Great observation! I don't know what it is about Mossbergs, but they do seem to have a lot of "slide slop". That being said, they are also very functional and reliable guns. They might not have all the bells and whistles, but they work! The very first shotgun I ever bought for myself was a Mossberg, and it killed a ton of game for me, birds, rabbits and deer. Then, I got fancy and ordered a 2 barrel combo with a field barrel and a slug barrel (non-rifled) for deer. I still have that one, and it still works perfectly at 30+ years of age.

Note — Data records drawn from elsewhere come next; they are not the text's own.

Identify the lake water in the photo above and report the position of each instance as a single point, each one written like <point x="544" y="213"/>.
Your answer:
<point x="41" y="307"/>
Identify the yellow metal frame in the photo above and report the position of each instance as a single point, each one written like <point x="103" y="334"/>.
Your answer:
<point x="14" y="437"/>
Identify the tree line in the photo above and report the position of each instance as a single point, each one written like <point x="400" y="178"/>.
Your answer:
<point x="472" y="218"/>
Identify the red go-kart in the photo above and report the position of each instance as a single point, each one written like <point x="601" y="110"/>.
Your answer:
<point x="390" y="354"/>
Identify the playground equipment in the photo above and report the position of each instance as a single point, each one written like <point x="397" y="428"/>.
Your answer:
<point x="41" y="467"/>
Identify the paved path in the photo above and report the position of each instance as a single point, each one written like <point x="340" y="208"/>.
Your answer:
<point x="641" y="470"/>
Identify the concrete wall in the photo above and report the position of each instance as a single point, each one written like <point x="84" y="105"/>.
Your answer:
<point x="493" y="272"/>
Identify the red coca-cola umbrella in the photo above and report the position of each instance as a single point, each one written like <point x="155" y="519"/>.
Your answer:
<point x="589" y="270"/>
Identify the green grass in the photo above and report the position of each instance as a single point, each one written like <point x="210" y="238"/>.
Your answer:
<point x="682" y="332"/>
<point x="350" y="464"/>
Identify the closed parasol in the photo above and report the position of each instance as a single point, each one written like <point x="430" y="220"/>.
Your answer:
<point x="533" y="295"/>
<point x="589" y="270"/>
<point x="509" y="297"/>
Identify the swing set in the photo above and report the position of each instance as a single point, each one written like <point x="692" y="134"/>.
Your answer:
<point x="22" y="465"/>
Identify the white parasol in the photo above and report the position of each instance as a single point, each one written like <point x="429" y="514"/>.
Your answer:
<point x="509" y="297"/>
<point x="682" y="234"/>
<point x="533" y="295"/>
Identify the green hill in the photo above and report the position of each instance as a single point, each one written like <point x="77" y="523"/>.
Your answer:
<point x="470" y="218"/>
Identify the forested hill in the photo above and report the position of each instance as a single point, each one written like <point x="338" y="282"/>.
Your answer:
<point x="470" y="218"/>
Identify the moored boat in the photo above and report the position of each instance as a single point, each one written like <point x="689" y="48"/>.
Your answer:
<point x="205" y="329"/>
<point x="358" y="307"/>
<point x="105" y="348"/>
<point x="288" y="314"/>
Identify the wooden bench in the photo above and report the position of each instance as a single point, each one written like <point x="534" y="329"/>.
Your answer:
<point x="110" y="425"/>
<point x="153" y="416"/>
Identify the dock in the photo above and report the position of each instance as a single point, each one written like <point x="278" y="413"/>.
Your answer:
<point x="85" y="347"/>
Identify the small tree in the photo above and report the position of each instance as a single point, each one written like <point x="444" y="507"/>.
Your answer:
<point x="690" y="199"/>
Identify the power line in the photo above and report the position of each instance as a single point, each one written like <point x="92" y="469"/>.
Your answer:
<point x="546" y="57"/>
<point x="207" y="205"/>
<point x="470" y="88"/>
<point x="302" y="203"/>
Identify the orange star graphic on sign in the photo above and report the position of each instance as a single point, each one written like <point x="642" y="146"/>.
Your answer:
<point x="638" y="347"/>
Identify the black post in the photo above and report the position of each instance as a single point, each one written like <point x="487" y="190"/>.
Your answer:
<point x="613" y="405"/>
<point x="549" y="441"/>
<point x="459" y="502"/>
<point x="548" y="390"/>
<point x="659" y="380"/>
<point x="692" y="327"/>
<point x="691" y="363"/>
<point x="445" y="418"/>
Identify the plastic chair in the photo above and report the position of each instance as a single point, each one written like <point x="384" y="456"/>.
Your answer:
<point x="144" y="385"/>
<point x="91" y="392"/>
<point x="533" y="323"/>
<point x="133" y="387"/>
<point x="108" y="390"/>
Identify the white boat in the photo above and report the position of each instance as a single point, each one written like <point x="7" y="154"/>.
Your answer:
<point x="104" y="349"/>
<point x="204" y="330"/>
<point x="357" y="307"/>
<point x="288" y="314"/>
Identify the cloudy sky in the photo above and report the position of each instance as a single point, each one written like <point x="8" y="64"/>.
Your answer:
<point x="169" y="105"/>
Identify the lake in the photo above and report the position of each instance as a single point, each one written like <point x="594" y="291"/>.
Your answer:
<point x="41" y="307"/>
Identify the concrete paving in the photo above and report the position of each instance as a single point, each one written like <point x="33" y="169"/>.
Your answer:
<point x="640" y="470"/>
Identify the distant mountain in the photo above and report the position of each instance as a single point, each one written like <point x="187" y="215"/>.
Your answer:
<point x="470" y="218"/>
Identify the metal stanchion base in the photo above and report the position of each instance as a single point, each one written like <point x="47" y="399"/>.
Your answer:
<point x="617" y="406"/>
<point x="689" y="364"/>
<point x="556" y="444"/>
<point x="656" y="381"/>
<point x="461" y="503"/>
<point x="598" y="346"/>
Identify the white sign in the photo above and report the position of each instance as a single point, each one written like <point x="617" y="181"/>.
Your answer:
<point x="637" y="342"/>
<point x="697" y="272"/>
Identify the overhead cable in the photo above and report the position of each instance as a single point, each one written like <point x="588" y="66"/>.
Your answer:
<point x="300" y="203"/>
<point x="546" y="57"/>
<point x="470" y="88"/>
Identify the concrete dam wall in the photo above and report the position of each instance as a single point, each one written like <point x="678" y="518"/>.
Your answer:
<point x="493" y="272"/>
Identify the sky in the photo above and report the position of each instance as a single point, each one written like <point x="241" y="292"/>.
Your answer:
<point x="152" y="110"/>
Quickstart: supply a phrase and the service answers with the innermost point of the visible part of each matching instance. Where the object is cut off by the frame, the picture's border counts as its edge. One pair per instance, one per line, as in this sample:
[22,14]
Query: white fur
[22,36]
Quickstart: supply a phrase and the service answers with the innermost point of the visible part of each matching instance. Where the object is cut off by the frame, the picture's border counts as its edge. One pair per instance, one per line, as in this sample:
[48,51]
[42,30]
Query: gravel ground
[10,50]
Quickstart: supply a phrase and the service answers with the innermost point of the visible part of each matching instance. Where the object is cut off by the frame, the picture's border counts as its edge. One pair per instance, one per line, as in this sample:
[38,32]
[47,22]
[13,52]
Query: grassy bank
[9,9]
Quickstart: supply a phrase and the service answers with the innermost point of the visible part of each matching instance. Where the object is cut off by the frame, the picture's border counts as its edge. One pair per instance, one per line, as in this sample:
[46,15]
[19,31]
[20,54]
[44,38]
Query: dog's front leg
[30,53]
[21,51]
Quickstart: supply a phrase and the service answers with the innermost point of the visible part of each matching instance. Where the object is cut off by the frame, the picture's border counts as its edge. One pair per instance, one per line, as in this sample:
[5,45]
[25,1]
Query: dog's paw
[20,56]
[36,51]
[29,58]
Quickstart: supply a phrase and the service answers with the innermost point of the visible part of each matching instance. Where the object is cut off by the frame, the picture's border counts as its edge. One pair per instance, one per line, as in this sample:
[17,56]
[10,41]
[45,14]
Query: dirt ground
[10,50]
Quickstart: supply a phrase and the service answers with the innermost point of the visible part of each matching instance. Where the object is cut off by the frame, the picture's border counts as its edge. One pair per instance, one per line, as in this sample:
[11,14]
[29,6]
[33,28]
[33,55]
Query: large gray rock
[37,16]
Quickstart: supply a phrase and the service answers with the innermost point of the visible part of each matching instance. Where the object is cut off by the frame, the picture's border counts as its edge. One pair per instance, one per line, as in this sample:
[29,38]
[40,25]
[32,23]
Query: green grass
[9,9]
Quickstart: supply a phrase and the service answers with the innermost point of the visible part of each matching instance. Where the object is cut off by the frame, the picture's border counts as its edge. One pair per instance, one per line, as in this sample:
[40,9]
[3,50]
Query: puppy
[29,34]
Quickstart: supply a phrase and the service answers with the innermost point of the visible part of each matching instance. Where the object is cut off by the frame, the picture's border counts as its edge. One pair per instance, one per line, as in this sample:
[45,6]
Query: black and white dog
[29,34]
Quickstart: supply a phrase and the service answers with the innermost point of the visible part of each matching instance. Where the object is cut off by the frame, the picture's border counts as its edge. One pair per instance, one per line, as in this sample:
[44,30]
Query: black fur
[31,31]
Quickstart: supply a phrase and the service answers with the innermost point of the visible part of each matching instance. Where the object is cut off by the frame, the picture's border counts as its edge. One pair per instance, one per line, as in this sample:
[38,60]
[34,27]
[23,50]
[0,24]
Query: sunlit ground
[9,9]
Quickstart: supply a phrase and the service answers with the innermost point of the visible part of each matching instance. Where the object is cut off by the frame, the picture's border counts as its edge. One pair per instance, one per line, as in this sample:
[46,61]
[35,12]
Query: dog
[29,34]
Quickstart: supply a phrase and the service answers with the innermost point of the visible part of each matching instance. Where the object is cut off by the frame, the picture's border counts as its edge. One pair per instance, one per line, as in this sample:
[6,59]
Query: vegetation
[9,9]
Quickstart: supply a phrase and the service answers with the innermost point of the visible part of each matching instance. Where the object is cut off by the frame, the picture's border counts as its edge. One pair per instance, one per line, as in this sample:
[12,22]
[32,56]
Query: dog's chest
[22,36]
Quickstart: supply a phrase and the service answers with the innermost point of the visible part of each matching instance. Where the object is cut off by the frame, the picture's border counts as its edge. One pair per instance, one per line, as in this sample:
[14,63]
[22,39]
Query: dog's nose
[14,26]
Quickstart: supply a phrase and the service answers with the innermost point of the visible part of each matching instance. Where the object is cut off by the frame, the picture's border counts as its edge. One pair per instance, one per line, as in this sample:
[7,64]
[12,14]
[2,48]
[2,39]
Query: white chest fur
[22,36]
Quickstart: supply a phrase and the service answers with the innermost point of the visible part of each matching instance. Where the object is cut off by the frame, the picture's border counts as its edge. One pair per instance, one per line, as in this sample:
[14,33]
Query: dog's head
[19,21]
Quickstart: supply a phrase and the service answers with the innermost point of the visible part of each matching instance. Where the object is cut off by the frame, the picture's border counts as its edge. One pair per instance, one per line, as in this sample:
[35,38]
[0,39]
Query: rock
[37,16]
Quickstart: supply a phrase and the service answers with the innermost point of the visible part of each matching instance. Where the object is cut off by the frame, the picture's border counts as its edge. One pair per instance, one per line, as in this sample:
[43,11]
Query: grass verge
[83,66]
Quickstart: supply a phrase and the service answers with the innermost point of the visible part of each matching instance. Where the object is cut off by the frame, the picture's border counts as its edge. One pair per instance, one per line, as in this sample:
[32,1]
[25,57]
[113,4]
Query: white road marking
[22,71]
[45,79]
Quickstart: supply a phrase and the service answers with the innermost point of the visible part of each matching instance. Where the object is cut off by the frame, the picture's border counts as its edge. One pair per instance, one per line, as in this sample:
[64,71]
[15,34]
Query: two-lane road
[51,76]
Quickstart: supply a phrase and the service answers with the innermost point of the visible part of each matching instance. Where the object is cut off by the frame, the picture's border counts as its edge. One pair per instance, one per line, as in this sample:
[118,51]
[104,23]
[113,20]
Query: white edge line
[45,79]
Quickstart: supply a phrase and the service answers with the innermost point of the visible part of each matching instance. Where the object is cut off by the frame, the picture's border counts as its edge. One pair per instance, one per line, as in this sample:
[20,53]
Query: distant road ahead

And, yes, go get yourself a regs book and study it for where you are located. There are multiple antlerless deer permits available.


----------



## fredg53 (Sep 17, 2010)

+ on 870 express combo been using one for 20 years never a problem not one


----------



## laynhardwood (Dec 27, 2009)

I have an 870 express mag and it's been very reliable no problems in the 15 yrs I have owned it but I since switched to hunting with a .44 mag super black hawk and that's made long walks a breeze


----------



## MassillonBuckeye (May 3, 2010)

bobk said:


> Actually it will give you 6 extra days. 2 muzzy seasons in Ohio.


Didn't they do away with the other bonus muzzle loader dates? hmm.


----------



## bobk (Apr 30, 2004)

MassillonBuckeye said:


> Didn't they do away with the other bonus muzzle loader dates? hmm.


Regular muzzle season is just like in the past. It's all in the regs. Bonus gun is gone.


----------



## MassillonBuckeye (May 3, 2010)

bobk said:


> Regular muzzle season is just like in the past. It's all in the regs. Bonus gun is gone.


Cool! Thanks for the info. Now, which area do I hunt? Hmmmm


----------